15/12/2022 La rubia y el capellán

Los que seguís estos relatos desde el principio conocéis mi paso profesional —siendo casi un pipiolo—por el hotel más céntrico de Bilbao. Y no hace falta que os diga que, estando de cara al público y tratando con la cantidad de personas diferentes que por allí pasan, es normal que cada cierto tiempo se den situaciones, cuanto menos, rocambolescas.

Trabajaba por turnos y esa semana me tocó el de noche. Era finales de agosto y cuando me incorporaba a mi puesto—alrededor de la medianoche—una tormenta de verano descargaba una tremenda chaparrada que dejó desiertas las calles y llenos los portales.

Recuerdo que esa noche me acompañaba Rodolfo, el sereno que se encargaba de la centralita telefónica, de hacer las rondas y cuidar de que no hubiera excesivo ruido en las habitaciones que molestara al resto de los huéspedes. Como era fin de semana y la clientela bajaba de modo ostensible, eran suficientes dos personas: él y yo, que me ocupaba de la conserjería y la recepción.

Todo transcurría con normalidad, como era habitual. Los casilleros de las llaves estaban casi vacíos y todas las reservas asignadas; por lo tanto, esperaba una noche tranquila, e incluso pensé en echar una cabezadita en el sofá del hall.

Cerré la puerta de entrada a la una—normalmente se hacía a medianoche, pero los sábados y domingos aguantábamos algo más—. Si alguien quería entrar debía llamar al timbre. Y este sonó alrededor de las tres y media. Antes de abrir eché un vistazo a las llaves y comprobé que todas estaban en posesión de los clientes.

La pareja accedió con un efímero saludo militar del hombre. Intentaron pasar los dos por el mismo hueco de la puerta giratoria y claro, el enredo fue mayúsculo, porque ella empujaba y él bloqueaba la hoja con los zapatos. Me costó convencerlos de que lo mejor era que lo intentaran por huecos diferentes (habrán pensado que estaban cargaditos, y habrán acertado). Una vez en el interior y teniéndolos enfrente, algo me dijo que la tranquilidad tocaba a su fin. Él, unos cincuenta, poco pelo que empezaba a clarear, camisa gris de manga corta y pantalón de tergal negro.
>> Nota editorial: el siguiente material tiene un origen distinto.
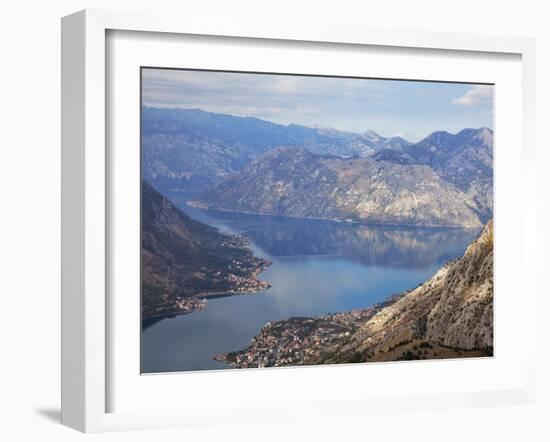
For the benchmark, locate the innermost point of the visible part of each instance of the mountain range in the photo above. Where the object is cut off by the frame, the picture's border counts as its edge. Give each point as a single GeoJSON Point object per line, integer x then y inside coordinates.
{"type": "Point", "coordinates": [189, 150]}
{"type": "Point", "coordinates": [448, 316]}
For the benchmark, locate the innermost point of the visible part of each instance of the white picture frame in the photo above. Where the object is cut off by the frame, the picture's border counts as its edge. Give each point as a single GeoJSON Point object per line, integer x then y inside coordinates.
{"type": "Point", "coordinates": [86, 206]}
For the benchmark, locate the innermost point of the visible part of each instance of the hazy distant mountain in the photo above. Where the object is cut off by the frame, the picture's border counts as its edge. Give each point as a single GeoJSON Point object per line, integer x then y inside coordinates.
{"type": "Point", "coordinates": [182, 258]}
{"type": "Point", "coordinates": [190, 150]}
{"type": "Point", "coordinates": [294, 182]}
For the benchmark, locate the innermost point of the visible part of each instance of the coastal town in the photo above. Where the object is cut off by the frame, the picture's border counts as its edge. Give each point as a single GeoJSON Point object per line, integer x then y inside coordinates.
{"type": "Point", "coordinates": [300, 341]}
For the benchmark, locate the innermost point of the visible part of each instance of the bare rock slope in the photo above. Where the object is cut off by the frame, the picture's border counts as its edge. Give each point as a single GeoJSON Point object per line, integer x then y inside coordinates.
{"type": "Point", "coordinates": [294, 182]}
{"type": "Point", "coordinates": [452, 309]}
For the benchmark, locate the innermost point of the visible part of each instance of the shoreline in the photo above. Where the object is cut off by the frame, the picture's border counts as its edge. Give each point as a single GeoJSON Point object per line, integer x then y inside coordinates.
{"type": "Point", "coordinates": [197, 205]}
{"type": "Point", "coordinates": [199, 301]}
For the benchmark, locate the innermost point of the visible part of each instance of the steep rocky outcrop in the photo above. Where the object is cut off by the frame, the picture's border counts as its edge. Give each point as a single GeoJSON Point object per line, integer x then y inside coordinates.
{"type": "Point", "coordinates": [452, 309]}
{"type": "Point", "coordinates": [450, 315]}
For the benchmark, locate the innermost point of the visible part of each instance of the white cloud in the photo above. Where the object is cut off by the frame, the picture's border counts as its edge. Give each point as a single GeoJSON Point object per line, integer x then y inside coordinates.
{"type": "Point", "coordinates": [477, 96]}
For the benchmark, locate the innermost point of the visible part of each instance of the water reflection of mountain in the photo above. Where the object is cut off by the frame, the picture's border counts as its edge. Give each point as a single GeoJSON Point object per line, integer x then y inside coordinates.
{"type": "Point", "coordinates": [404, 247]}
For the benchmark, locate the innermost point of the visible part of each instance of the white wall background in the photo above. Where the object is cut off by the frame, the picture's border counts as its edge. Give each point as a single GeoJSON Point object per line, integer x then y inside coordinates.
{"type": "Point", "coordinates": [30, 219]}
Ella, unos veinticinco, no más, rubia con tirabuzones, camiseta rosa con amplio escote, a pocos milímetros de las aureolas, una minifalda que tapaba lo justo y unos zapatos verdes con estrechos y altos tacones.

El hombre solicitó—la chica no abrió la boca—una habitación con cama matrimonial. Tomé dos impresos para anotar los datos y les pedí los documentos de identidad, Fue entonces cuando surgió el problema. Como es lógico, yo tenia que seguir unas directrices impuestas por la dirección del hotel, y había una primordial que no podía obviar: nadie podía hospedarse si no presentaba alguna documentación. Lo contrario estaba perseguido, como casi todo en aquellos años.
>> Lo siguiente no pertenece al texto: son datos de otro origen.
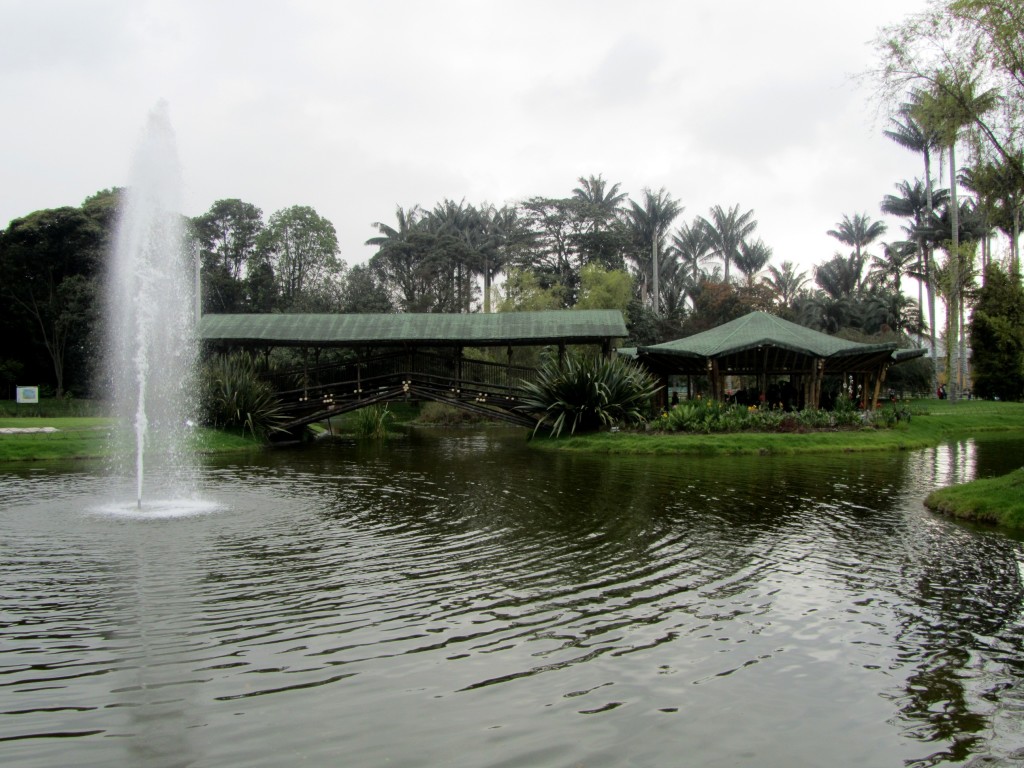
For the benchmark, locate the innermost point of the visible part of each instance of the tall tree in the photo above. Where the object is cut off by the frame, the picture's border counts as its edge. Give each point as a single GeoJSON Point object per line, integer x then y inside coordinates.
{"type": "Point", "coordinates": [693, 247]}
{"type": "Point", "coordinates": [785, 283]}
{"type": "Point", "coordinates": [952, 103]}
{"type": "Point", "coordinates": [302, 247]}
{"type": "Point", "coordinates": [650, 221]}
{"type": "Point", "coordinates": [918, 203]}
{"type": "Point", "coordinates": [754, 256]}
{"type": "Point", "coordinates": [888, 270]}
{"type": "Point", "coordinates": [859, 232]}
{"type": "Point", "coordinates": [727, 229]}
{"type": "Point", "coordinates": [227, 238]}
{"type": "Point", "coordinates": [49, 261]}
El hombre se negó a presentar cualquier carné, tanto el de él como el de ella. Es más, hizo la única pregunta que yo no deseaba oír: ¿Sabes quién soy yo?, y continuó sin esperar mi respuesta. Yo soy el capellán del cuartel de Garellano, y si no me asignas una habitación voy a hacerte pasar una mili imposible. Lo primero que me pasó por la cabeza fue: un capellán con una prostituta. Continuamos largo rato con la misma cantinela, él amenazándome con una mala mili y yo en mis trece. Al final ella lo agarró con fuerza del brazo y lo arrastró hacia la puerta.

Cuando me llegó el momento de recoger la cartilla militar en Garellano, años después, os juro que me acordé del dichoso capellán, pero no volví a saber de él.